One way is to expand term by term in the solution $$ \text{Y}_{n}(x) = \text{J}_{n}(x) \, \int \frac{dx}{x \, \text{J}_{n}^{2}(x)}. $$ Another way is to use the ratio $$ \text{Y}_{\nu}(x) = \frac{\cos(\nu \pi) \, \text{J}_{\nu}(x) - \text{J}_{-\nu}(x)}{\sin(\nu \pi)} $$ as $ \nu \to n$ with $n$ being an integer. This can also be stated as $$\text{Y}_{n}(x) = \left[ \frac{\partial \, \text{J}_{\nu}(x)}{\partial \nu} - (-1)^n \, \frac{\partial \, \text{J}_{-\nu}(x)}{\partial \nu} \right]_{\nu = n} $$ and leads to $$ \text{Y}_{0}(x) = 2 \, \left[ \frac{\partial \, \text{J}_{\nu}(x)}{\partial \nu} \right]_{\nu = 0}. $$
See G. N. Watson, A Treatise on the theory of Bessel Functions starting around page 67.

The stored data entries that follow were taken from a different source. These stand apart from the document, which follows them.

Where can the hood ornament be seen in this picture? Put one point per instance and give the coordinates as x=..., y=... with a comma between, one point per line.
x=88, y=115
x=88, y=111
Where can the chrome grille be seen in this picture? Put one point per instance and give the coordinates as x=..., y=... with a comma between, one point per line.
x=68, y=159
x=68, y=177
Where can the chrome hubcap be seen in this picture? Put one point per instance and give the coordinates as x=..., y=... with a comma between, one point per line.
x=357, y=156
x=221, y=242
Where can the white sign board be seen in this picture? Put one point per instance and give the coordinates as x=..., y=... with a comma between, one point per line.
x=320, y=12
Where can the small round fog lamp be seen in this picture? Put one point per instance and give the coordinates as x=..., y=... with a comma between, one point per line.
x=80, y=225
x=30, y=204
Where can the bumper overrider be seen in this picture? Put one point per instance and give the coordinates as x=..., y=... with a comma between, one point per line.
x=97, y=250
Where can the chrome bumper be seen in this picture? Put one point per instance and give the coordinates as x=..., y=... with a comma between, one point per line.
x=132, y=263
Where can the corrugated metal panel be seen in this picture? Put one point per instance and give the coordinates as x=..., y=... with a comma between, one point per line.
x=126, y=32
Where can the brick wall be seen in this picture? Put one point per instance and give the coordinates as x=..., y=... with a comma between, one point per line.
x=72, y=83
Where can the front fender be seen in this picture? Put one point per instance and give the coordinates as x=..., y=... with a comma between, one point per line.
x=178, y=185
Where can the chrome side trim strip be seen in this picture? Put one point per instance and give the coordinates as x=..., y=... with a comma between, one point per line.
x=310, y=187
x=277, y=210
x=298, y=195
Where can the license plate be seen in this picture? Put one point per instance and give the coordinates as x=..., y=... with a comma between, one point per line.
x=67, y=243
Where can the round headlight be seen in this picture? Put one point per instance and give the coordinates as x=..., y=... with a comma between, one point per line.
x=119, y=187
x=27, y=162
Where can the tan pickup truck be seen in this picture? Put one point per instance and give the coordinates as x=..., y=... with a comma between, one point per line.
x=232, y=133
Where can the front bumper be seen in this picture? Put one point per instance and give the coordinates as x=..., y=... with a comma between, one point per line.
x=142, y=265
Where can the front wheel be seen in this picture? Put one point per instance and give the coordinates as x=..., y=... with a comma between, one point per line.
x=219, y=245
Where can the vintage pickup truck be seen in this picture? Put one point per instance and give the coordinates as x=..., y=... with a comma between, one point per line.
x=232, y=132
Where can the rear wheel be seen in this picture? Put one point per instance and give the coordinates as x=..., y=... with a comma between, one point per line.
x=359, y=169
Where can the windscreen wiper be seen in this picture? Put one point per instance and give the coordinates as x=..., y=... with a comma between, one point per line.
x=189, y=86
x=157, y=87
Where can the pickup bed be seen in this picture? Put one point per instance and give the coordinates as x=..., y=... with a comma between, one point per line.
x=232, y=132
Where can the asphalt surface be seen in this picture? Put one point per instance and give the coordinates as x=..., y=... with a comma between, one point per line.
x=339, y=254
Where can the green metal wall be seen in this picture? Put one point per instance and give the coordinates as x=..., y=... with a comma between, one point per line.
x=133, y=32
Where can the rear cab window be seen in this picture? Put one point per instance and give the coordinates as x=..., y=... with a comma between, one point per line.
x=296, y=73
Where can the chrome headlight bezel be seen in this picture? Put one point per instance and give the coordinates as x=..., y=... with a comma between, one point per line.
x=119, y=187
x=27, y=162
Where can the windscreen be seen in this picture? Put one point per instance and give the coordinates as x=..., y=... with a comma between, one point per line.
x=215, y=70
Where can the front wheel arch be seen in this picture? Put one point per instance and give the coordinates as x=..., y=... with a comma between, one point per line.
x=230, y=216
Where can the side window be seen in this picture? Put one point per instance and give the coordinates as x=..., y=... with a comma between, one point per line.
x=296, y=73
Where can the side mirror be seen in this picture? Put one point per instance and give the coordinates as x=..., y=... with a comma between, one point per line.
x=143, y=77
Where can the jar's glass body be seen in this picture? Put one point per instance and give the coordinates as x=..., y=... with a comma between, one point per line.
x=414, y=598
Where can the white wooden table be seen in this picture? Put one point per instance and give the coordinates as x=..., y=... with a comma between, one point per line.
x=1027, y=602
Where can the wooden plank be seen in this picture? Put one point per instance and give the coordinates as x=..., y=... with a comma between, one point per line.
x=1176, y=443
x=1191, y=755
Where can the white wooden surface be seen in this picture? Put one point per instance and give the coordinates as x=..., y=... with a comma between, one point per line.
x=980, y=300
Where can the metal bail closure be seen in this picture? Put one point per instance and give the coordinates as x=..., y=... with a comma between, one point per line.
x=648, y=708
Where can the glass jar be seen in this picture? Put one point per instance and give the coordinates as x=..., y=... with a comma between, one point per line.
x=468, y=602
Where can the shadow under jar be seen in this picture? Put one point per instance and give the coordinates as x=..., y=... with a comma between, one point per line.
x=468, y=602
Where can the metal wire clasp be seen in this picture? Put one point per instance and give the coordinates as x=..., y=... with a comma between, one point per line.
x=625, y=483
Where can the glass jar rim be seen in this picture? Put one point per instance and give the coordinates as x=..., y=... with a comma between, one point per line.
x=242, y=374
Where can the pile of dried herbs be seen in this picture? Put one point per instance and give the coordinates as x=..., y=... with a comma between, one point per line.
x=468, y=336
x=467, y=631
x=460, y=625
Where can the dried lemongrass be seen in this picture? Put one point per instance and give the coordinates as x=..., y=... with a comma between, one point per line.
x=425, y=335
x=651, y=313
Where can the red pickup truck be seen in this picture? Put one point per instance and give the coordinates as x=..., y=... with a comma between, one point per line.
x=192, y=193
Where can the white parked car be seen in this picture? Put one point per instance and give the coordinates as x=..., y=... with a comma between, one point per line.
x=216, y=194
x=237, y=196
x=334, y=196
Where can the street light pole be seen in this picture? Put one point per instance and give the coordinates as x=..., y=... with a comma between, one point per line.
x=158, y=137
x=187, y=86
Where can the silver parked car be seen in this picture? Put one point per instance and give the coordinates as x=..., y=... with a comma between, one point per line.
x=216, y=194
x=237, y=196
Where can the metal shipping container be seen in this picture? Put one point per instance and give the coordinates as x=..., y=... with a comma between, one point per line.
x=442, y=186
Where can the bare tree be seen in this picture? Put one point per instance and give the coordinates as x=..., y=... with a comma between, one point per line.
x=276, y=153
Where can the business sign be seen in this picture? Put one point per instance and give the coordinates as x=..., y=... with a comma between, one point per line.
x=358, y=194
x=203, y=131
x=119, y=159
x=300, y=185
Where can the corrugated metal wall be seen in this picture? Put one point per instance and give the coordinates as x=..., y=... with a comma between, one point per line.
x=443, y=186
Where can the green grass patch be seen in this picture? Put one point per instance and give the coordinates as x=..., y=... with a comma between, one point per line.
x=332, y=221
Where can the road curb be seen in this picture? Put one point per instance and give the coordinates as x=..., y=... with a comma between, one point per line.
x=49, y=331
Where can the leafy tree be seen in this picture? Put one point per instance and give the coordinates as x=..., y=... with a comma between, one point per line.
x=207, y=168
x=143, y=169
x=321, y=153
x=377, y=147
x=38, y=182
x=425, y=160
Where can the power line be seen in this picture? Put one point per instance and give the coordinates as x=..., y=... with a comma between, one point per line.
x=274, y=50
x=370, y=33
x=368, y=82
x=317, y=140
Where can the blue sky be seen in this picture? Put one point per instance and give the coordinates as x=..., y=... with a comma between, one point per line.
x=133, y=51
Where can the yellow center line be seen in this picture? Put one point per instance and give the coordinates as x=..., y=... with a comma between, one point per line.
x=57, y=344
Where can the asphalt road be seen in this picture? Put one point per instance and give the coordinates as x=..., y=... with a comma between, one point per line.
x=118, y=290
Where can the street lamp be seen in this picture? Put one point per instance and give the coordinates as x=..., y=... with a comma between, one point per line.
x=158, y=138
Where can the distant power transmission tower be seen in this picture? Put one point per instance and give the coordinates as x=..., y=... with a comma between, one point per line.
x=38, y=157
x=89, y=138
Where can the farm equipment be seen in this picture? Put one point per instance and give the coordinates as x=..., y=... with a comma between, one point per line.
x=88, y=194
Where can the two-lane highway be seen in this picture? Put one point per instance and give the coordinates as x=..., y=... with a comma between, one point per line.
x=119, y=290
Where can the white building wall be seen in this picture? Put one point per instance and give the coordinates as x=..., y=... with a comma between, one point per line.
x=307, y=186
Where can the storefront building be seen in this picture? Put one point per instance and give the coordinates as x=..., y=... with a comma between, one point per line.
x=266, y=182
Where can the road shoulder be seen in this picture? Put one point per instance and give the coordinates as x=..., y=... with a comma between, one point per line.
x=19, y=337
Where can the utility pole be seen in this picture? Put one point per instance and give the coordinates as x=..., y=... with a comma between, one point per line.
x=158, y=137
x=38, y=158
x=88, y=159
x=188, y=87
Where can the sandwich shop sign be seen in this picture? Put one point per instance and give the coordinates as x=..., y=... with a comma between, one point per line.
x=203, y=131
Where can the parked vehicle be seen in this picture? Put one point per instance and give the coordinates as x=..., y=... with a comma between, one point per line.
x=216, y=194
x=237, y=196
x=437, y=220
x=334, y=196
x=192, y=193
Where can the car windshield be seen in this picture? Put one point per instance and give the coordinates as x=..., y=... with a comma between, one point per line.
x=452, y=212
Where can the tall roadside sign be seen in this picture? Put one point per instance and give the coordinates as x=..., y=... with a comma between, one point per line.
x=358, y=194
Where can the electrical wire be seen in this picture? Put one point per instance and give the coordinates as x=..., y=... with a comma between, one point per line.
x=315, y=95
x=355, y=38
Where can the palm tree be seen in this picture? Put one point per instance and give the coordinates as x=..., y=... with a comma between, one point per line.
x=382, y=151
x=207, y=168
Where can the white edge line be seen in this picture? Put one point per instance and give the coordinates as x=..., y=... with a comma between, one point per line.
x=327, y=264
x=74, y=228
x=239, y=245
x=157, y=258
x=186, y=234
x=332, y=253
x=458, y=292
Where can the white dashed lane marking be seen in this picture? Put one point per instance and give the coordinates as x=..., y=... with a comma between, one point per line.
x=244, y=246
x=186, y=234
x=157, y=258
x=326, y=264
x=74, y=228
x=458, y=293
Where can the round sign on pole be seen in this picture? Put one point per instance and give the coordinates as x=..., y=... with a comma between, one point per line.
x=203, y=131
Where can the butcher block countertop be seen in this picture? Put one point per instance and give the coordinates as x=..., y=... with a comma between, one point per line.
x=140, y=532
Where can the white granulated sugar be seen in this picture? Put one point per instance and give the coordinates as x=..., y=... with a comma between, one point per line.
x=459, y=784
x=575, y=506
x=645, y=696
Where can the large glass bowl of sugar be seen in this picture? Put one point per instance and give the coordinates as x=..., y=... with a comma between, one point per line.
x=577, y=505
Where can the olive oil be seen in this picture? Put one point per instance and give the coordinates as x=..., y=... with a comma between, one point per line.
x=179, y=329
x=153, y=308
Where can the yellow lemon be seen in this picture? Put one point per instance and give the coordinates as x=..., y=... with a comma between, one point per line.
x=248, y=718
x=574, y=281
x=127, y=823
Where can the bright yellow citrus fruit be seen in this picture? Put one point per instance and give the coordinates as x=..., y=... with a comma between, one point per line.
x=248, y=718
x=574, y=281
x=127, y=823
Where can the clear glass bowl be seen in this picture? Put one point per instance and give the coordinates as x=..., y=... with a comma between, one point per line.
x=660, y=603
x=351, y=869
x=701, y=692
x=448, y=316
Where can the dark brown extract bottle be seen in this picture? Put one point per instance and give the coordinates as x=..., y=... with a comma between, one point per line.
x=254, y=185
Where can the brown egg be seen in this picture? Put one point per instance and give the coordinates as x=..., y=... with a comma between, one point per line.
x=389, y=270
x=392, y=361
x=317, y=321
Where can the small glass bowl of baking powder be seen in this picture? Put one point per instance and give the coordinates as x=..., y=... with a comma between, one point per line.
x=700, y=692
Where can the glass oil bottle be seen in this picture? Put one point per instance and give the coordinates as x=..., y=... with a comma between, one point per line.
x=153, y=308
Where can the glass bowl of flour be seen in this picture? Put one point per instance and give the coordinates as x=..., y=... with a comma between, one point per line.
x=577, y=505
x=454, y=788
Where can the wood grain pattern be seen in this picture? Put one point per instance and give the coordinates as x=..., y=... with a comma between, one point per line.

The derivatives can be seen to operate as seen in this example: Consider $$ \frac{\partial \, J_{\nu}}{\partial \nu} = \sum_{k=0}^{\infty} \frac{(-1)^k \, \left(\frac{x}{2}\right)^{2 k}}{k!} \, \frac{\partial}{\partial \nu} \, \frac{\left(\frac{x}{2}\right)^{\nu}}{\Gamma(k+\nu+1)}. $$ Using $t^{\nu} = e^{\nu \, \ln(t)}$ then $$ \frac{\partial}{\partial \nu} \, \frac{\left(\frac{x}{2}\right)^{\nu}}{\Gamma(k+\nu+1)} = \frac{\left(\frac{x}{2}\right)^{\nu}}{\Gamma(k+\nu+1)} \, \left( \ln\left(\frac{x}{2}\right) - \psi(k+\nu+1) \right), $$ where $\psi(x)$ is the digmamma function, leads to $$ \frac{\partial \, J_{\nu}}{\partial \nu} = \sum_{k=0}^{\infty} \frac{(-1)^k \, \left(\frac{x}{2}\right)^{2 k + \nu}}{k! \, (k+\nu)!} \, \left( \ln\left(\frac{x}{2}\right) - \psi(k+\nu+1) \right) $$ for which \begin{align} \text{Y}_{0}(x) &= 2 \, \left[ \frac{\partial \, \text{J}_{\nu}(x)}{\partial \nu} \right]_{\nu = 0} \\ &= 2 \, \left. \sum_{k=0}^{\infty} \frac{(-1)^k \, \left(\frac{x}{2}\right)^{2 k + \nu}}{k! \, (k+\nu)!} \, \left( \ln\left(\frac{x}{2}\right) - \psi(k+\nu+1) \right) \right|_{\nu = 0} \end{align} or \begin{align} \text{Y}_{0}(x) &= 2 \, \sum_{k=0}^{\infty} \frac{(-1)^k \, \left(\frac{x}{2}\right)^{2 k}}{(k!)^2} \, \left( \ln\left(\frac{x}{2}\right) - \psi(k+1) \right) \\ &= 2 \, \left( \text{J}_{0}(x) \, \ln\left(\frac{x}{2}\right) - \sum_{k=0}^{\infty} \frac{(-1)^{k} \, \left(\frac{x}{2}\right)^{2k}}{(k!)^2} \, \psi(k+1) \right) \\ &= 2 \, \left(\gamma + \ln\left(\frac{x}{2}\right)\right) \, \text{J}_{0}(x) - 2 \, \sum_{k=1}^{\infty} \frac{(-1)^{k} \, \left(\frac{x}{2}\right)^{2k}}{(k!)^2} \, H_{k}, \end{align} where $H_{n}$ is the harmonic number. These last three expressions are related by making use of the digamma function. Working out the details for the general case follows in a similar manor as the example.